(This article was originally published at Statistical Modeling, Causal Inference, and Social Science, and syndicated at StatsBlogs.)
As I’ve written here many times, my experiences in social science and public health research have left me skeptical of statistical methods that hypothesize or try to detect zero relationships between observational data (see, for example, the discussion starting at the bottom of page 960 in my review of causal inference in the American Journal of Sociology). In short, I have a taste for continuous rather than discrete models.
As discussed in the above-linked article (with respect to the writings of cognitive scientist Steven Sloman), I think that common-sense thinking about causal inference can often mislead.
In many cases, I have found that that the theoretical frameworks of instrumental variables and potential outcomes (for a review see, for example, chapters 9 and 10 of my book with Jennifer) help clarify my thinking.
Here is an example that came up in a recent blog discussion. Computer science student Elias Bareinboim gave the following example: “suppose we know nothing about the world, except that one causal link is missing (e.g., skin color does not affect intellectual capacity).” Bareinboim describes this as a “transparent set of assumptions” but to me it’s not transparent at all. That’s ok, that’s my problem not his. But to resolve my problem, I’ll bring out my tools to understand it.
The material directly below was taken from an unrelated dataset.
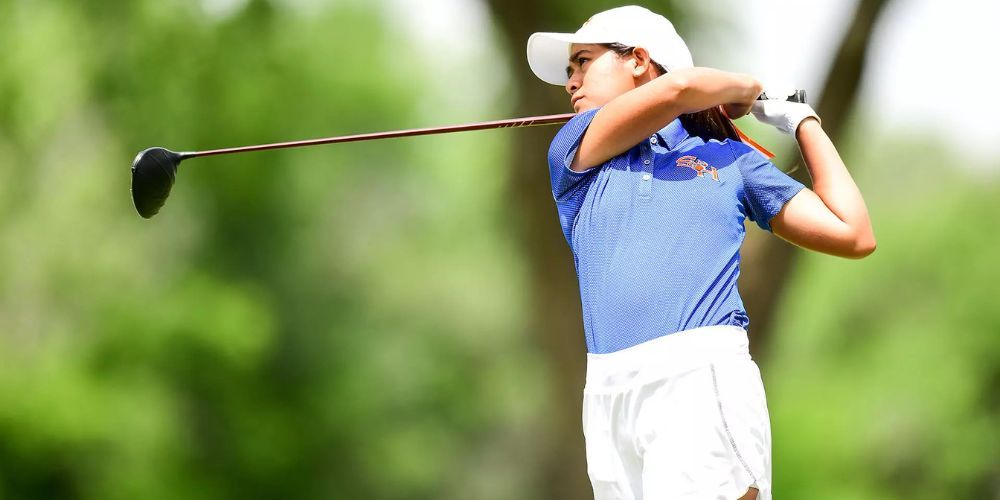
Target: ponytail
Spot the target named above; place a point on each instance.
(707, 124)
What does it mean to say that “skin color does not affect . . .”? I have to imagine an alteration of skin color. There are different ways to do this. For example, I could go to the beach and get a tan. This could well negatively affect my cognitive skills (we can call this the Jersey Shore theory). Or maybe at conception you could switch some of my genes around. Assuming this sort of manipulation were technically possible, it would change other things about me than skin color. That’s ok. Similarly, tanning has effects other than changing my skin, it also puts me at the beach (or the tanning salon) rather than in the library where I might be improving my intelligence.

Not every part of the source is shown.